Artist
Vanilla Ice
In becoming the first rapper to reach No. 1 on the Billboard Hot 100, Vanilla Ice played a key role in pushing hip-hop into the mainstream. However, with superstardom came a backlash that dogged his career for years.
• Growing up in Texas and South Florida, the artist born Robert Van Winkle excelled at motocross and breakdancing.
• Ice eventually began rapping and made his name at the South Dallas nightclub City Lights.
• He initially released “Ice Ice Baby”, the song that would make him famous, on the 1989 indie album Hooked.

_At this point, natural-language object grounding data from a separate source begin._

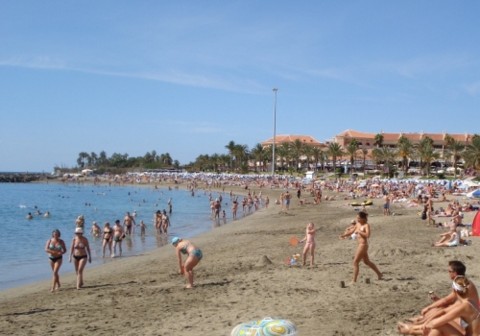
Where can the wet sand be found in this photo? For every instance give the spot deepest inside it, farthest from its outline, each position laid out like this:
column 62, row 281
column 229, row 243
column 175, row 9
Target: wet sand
column 243, row 277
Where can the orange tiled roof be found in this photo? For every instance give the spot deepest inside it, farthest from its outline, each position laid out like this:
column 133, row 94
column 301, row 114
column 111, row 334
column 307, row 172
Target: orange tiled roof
column 306, row 139
column 414, row 137
column 356, row 134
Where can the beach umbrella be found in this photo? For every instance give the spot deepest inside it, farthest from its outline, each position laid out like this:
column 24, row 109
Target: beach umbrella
column 470, row 183
column 474, row 194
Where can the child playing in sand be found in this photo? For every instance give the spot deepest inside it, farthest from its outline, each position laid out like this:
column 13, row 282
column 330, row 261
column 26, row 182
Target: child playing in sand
column 309, row 247
column 349, row 231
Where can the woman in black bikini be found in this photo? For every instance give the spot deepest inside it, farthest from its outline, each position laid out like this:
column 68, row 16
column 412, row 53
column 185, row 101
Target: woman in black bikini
column 55, row 247
column 107, row 238
column 80, row 251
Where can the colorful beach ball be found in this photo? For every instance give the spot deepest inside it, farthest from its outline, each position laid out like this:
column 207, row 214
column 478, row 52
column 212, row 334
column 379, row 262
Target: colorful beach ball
column 265, row 327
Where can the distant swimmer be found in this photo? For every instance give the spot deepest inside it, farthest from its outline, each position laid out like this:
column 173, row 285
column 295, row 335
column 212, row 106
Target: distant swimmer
column 95, row 230
column 128, row 223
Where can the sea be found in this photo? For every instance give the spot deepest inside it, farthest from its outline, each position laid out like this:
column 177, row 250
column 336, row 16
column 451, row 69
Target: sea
column 23, row 259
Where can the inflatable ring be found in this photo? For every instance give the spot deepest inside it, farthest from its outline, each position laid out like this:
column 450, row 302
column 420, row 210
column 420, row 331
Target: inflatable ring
column 265, row 327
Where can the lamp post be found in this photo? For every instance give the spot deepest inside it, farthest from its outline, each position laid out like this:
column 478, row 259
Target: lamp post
column 275, row 90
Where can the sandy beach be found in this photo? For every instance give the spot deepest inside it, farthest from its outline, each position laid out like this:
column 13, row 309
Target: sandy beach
column 243, row 277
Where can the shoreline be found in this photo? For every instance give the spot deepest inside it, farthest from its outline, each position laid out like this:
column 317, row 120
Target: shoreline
column 243, row 277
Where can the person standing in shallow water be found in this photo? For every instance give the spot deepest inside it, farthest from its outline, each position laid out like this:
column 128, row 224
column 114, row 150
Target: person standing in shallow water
column 362, row 232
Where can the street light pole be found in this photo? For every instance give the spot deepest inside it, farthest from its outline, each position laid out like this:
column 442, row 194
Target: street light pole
column 274, row 129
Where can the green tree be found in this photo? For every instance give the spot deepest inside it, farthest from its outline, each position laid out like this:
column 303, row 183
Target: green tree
column 454, row 151
column 258, row 155
column 405, row 150
column 316, row 152
column 297, row 150
column 231, row 146
column 83, row 160
column 334, row 151
column 472, row 153
column 352, row 149
column 386, row 156
column 285, row 154
column 427, row 154
column 378, row 140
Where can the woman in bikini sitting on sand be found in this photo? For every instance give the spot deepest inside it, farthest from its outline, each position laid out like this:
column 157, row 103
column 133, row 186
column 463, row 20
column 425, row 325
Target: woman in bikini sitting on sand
column 362, row 233
column 464, row 308
column 309, row 244
column 194, row 255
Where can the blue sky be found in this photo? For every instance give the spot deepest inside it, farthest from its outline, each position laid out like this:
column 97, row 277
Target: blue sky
column 187, row 77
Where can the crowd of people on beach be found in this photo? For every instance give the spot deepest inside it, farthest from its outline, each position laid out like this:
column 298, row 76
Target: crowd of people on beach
column 456, row 314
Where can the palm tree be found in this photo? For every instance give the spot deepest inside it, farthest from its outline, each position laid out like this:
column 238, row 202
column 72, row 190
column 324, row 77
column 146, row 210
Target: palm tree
column 241, row 155
column 364, row 158
column 387, row 156
column 297, row 149
column 405, row 151
column 284, row 153
column 378, row 140
column 352, row 149
column 83, row 159
column 454, row 150
column 231, row 150
column 427, row 154
column 316, row 152
column 308, row 152
column 334, row 150
column 472, row 153
column 258, row 154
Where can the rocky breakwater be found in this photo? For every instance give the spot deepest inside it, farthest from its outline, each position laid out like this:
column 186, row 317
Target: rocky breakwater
column 22, row 177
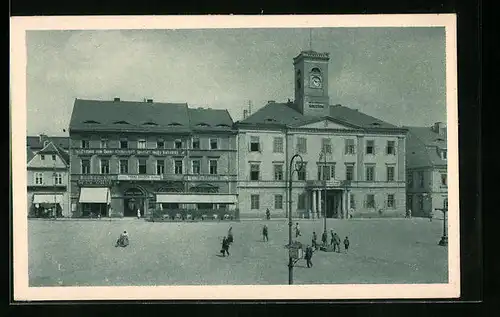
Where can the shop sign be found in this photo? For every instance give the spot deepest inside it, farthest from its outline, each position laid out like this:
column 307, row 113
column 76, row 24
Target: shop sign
column 128, row 152
column 94, row 180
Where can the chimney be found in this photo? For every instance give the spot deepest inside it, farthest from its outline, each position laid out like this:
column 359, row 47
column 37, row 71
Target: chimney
column 440, row 128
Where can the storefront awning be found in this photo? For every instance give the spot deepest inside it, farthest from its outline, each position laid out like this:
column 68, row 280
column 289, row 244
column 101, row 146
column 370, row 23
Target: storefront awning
column 196, row 199
column 47, row 199
column 95, row 195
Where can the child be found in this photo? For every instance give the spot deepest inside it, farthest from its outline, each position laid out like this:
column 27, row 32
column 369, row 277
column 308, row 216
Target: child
column 122, row 240
column 346, row 244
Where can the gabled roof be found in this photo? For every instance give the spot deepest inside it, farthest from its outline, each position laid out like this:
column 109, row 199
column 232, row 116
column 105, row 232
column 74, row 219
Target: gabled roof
column 424, row 146
column 285, row 115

It became a massive hit after it was rereleased by SBK Records the following year on the album To the Extreme.
• In 1990, “Ice Ice Baby” became the first rap song to top the Billboard Hot 100. Ice has claimed he wrote the mammoth hit—which samples the Queen and David Bowie classic “Under Pressure”—when he was just 16.
• Thanks to the success of “Ice Ice Baby” and the follow-up hit “Play That Funky Music,” To the Extreme remained atop the Billboard 200 for 16 weeks. It’s sold more than 15 million copies worldwide.
• Ice made his Hollywood debut playing himself in 1991’s Teenage Mutant Ninja Turtles II: The Secret of the Ooze. That same year, he starred in the film Cool as Ice.
• Four years after his commercially disappointing sophomore album, 1994’s Mind Blowin’, Ice pivoted to rap-metal with Hard to Swallow.
• Decades later, Ice has remained a part of pop-culture. In 2010, he launched the DIY Network series The Vanilla Ice Project, where he puts his contracting skills to the test by flipping properties as a real estate agent, and in 2016, he competed on Season 23 of Dancing with the Stars.